Other nations also got fascinated by the new discovery. In 1775 Voltaire the philosopher of the French Enlightenment wrote: “ I am convinced that everything has come down to us from the banks of the Ganges: astronomy, astrology, metempsychosis, etc.” Soon enough the works of Germans were translated into French and in 1816 the first university chair was established in Paris. Jules Michelet renowned historian and author of Histoire de France, claimed India to be “ the womb of the world” and Diderot suggested that “sciences of India may be more ancient than of Egypt.”
Russia published its first Sanskrit text in 1787 – Novikov translated from English Charles Wilkins’s edition of Bhagavad-Gita. In 1810 an Asian Academy was established in St. Petersburg with a Sanskrit department. Famous Indologists of the 19th century were Vasilyev and Minaev.
In 1718 in America, a former governor of British East India, Elihu Yale, had funded Yale University and the former Indian studies begun in 1841. In 1836 at Harvard University the cream of America’s literary world – Ralph Waldo Emerson, Henry David Thoreau, Walt Whitman formed the Transcendental Club of America. In 1842 the American Oriental Society was founded contributing to interest in Vedic knowledge.

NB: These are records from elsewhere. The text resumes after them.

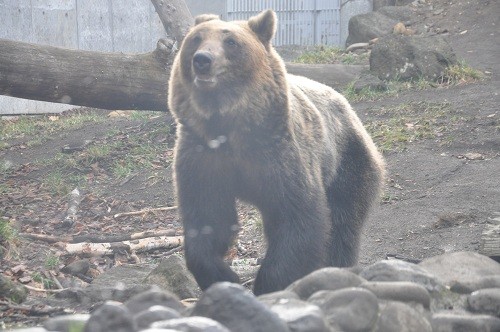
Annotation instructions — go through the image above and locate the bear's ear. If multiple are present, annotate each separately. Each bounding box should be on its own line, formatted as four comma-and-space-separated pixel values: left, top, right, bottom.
248, 9, 276, 47
194, 14, 220, 26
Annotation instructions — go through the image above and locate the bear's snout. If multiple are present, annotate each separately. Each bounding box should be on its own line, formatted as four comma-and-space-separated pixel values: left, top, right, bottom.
193, 51, 214, 75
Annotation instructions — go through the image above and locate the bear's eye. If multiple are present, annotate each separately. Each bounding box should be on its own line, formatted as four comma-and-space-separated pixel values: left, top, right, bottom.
224, 38, 238, 47
192, 35, 202, 44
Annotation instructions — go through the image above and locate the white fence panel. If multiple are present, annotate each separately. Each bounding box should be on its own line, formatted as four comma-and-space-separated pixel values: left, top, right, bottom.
226, 0, 341, 46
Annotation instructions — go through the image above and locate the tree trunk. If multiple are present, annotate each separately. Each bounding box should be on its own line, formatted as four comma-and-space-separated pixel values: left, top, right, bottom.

Emerson wrote about Gita: “ I owed a magnificent day to the Bhagavad-Gita. It was the first of books; it was as if an empire spake to us, nothing small or unworthy, but large serene, consistent, the voice of an old intelligence….”
Thoreau stated: “What extracts from the Vedas I have read fall on me like the light of a higher and purer luminary….. In the morning I bathe my intellect in the stupendous and cosmogonal philosophy of the Bhagavad-Gita. The reader is nowhere raised into and sustained in a bigger, purer or rarer region of thought than in the Bhagavad-Gita.” He boldly declared: “ The religion and philosophy of the Hebrews are those of a wilder and ruder tribe, wanting the civility and intellectual refinements and subtlety of Vedic culture.”
Other American intellectuals influenced by the Vedas were T.S. Eliot, Paul Elmer and Irvin Babbitt. They had all studied at Harvard under renowned Sanskritist Charles Lanman, who taught for almost forty years and published many books on the Vedas.